T-cell receptors that recogize HLA-bound epitopes tend to be extremely specific, and rarely go after other parts of the body. There's nothing special about cancer in this regard.
Those proteins are already there though, right?
I think Moderna and Pfizer generated a lot of profit from the vaccines, and now they need a way of turning that over into capital, and they are still trying to find ways to have widespread adoption of regular mRNA treatments. But even millions or billions of dollars of capital investment will not yield a profit if its a bad investment.
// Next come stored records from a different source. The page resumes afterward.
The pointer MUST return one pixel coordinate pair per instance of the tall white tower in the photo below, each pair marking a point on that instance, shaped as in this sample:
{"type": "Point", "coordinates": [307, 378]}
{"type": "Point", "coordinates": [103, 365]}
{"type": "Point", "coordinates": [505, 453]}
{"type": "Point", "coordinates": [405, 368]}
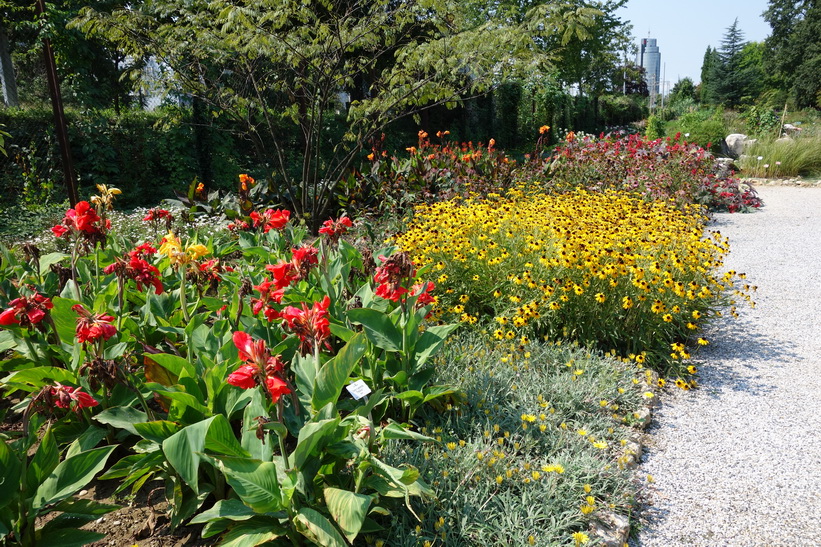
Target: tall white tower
{"type": "Point", "coordinates": [650, 61]}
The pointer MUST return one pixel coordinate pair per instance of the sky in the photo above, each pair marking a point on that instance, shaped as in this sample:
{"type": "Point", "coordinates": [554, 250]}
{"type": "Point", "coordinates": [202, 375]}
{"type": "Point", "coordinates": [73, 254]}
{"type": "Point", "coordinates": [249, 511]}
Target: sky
{"type": "Point", "coordinates": [684, 29]}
mRNA injections are meant to be intramuscular, but some will become accidentally intravenous if the needle accidently enters (or nicks) a blood vessel. And then the substance will enter the heart and lungs where healthy heart and lung cells will begin expressing the Covid spike protein, causing those heart and lung cells to be killed by cytotoxic T cells and NK (natural killer) cells.
We used to protect against accidental intravenous injection by a technique called "aspiration", where the plunger of the syringe is withdrawn slightly prior to injection, to check for blood. However, aspiration was stopped around 2010 as it was feared the slight increase in injection pain might put people off getting routine vaccinations.
This video focusses on the aspiration technique, and the consequences of inadvertantly giving an mRNA injection intravenously: https://www.youtube.com/watch?v=nBaIRm4610o&t=13s&ab_channel...
His bio:
"My name is John Campbell and I am a retired Nurse Teacher and A and E nurse based in England. I also do some teaching in Asia and Africa when time permits. These videos are to help students to learn the background to all forms of health care. My PhD focused on the development of open learning resources for nurses nationally and internationally."
In fact one of the top rated comments with child comments is specifically as you claim is bring censored mild but fair criticism of mRNA vaccine and it's effectiveness.
The censorship was even worse during the initial rollout of mRNA technology, blocking fair scrutiny of a widespread rollout.
Proper scientific scrutiny and debate is vital around novel technologies. Particularly novel MEDICAL technologies. And particularly where governments are mandating that the technology is administered to whole populations.